Declaring Independence With Indecision
By Lizzie Simon
August 27, 2012
Each week in Curtain Raisers, we invite a local theater artist to attend a show of his or her choosing and discuss the results. On Sunday, actor Adam Chanler-Berat opted to see Mike Bartlett’s Olivier Award-winning “The Cockfight Play,” directed by James Macdonald, at the Duke at 42nd Street. Mr. Chanler-Berat’s credits include Broadway’s “Next to Normal” and the 2011 revival of “Rent.” He’s currently starring in “Peter and the Starcatcher,” a prequel to the classic Peter Pan story.
When “The Cockfight Play” was over, Adam Chanler-Berat realized that its main character, John, was essentially a contemporary version of the one he was currently playing on Broadway: Peter Pan.
“The central dilemma of this play,” he said, “is a boy who is not willing to grow up.”
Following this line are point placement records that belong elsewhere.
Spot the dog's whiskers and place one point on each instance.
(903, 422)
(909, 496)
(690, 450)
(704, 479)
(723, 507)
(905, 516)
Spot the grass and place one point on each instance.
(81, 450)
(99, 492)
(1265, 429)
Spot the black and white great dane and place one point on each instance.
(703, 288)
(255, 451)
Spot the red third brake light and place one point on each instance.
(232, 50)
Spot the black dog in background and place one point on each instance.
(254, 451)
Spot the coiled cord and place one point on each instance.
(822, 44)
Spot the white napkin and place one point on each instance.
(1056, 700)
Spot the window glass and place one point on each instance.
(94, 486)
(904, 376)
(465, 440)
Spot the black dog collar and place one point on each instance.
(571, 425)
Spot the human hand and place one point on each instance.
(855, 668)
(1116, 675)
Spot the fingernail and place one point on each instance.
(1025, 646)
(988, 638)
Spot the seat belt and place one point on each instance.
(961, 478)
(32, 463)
The similarities don’t end there. As Mr. Chanler-Berat observed, both shows rely on the simplest of stagecraft: “The Cockfight Play” is staged in the round with no set, while “Starcatcher” relies on a veritable junkyard of do-it-yourself props. “The only tools they had were their bodies, their voices and their language,” he said. “In ‘Peter’ we celebrate the same things.”
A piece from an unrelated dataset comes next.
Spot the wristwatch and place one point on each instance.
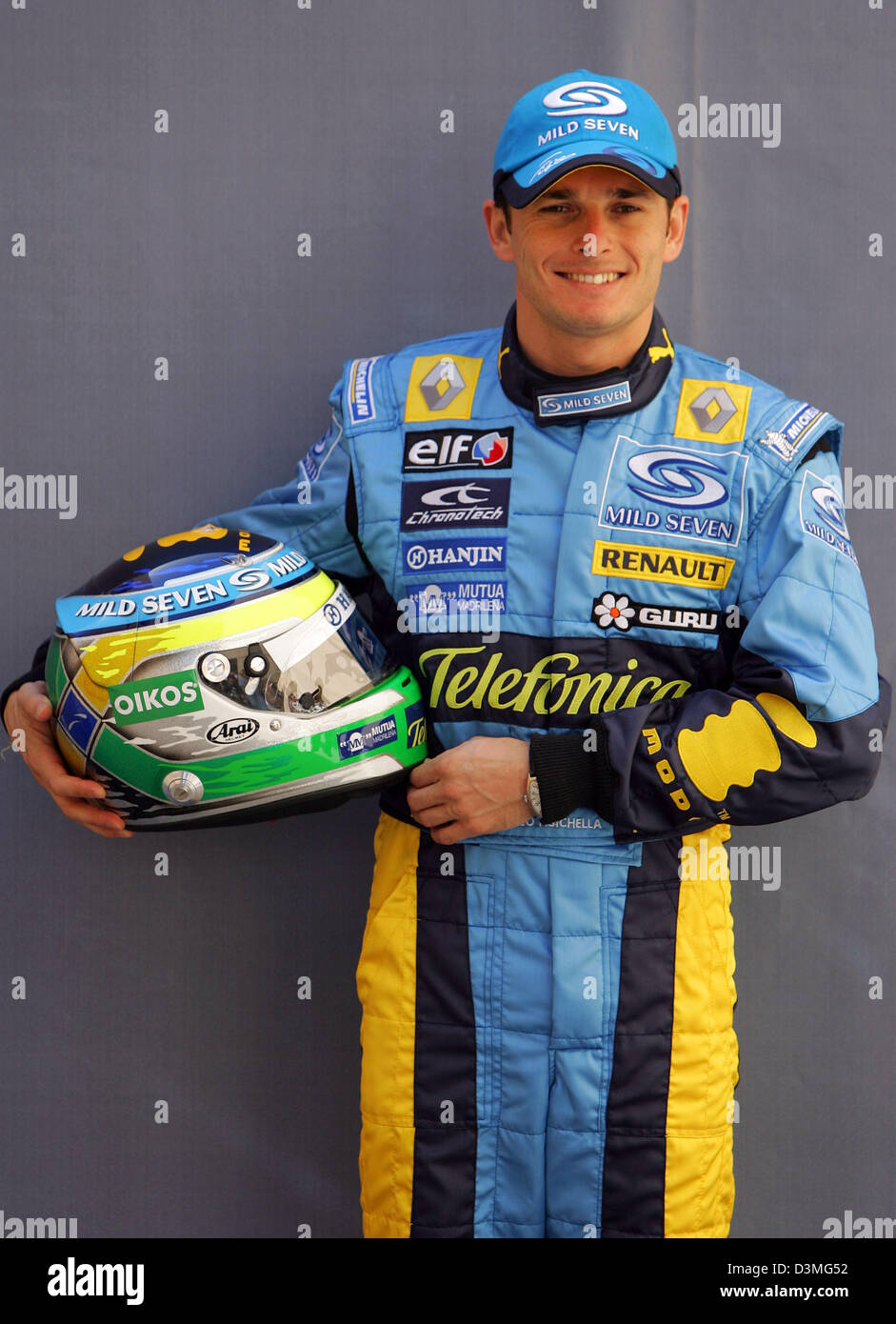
(533, 796)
But while one show is absolutely appropriate for children (“Starcatcher”), the other is absolutely not. (In fact, the actual title of the “The Cockfight Play” is one unprintable syllable contained therein).
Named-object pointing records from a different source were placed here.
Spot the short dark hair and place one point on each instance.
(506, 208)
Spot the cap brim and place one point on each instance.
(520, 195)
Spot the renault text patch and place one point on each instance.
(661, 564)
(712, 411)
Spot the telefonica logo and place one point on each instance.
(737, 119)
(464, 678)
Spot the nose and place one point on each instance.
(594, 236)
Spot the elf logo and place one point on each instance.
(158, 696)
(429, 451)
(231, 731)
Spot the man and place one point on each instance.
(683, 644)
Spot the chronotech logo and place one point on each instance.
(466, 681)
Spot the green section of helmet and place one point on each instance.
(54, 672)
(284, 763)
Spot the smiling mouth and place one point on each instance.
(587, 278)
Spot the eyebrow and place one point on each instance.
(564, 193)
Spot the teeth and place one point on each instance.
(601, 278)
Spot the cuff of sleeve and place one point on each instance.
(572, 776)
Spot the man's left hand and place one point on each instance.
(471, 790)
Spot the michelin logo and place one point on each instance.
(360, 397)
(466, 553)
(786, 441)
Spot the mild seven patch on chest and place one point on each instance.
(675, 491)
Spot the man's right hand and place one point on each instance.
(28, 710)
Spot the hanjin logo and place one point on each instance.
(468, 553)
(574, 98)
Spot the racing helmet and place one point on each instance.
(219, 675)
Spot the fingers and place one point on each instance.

Name issues aside, “Cockfight” is a relationship drama about an ambivalent young man, John (Cory Michael Smith), who unexpectedly falls in love with a woman, W (Amanda Quaid), while on a break from his beloved boyfriend, M (Jason Butler Harner). John is caught between two loves, unsure of his true identity, and M and W spend much of the play trying to clobber him out of his indecision.
Mr. Chanler-Berat had more empathy for John than the character’s two lovers seemed to. “He’s prideful of his youth, but it’s debilitating,” he said. “They talked about honesty a lot but the whole idea of honesty became unclear. What is honesty? Is it something you create? Is it something imposed on you?”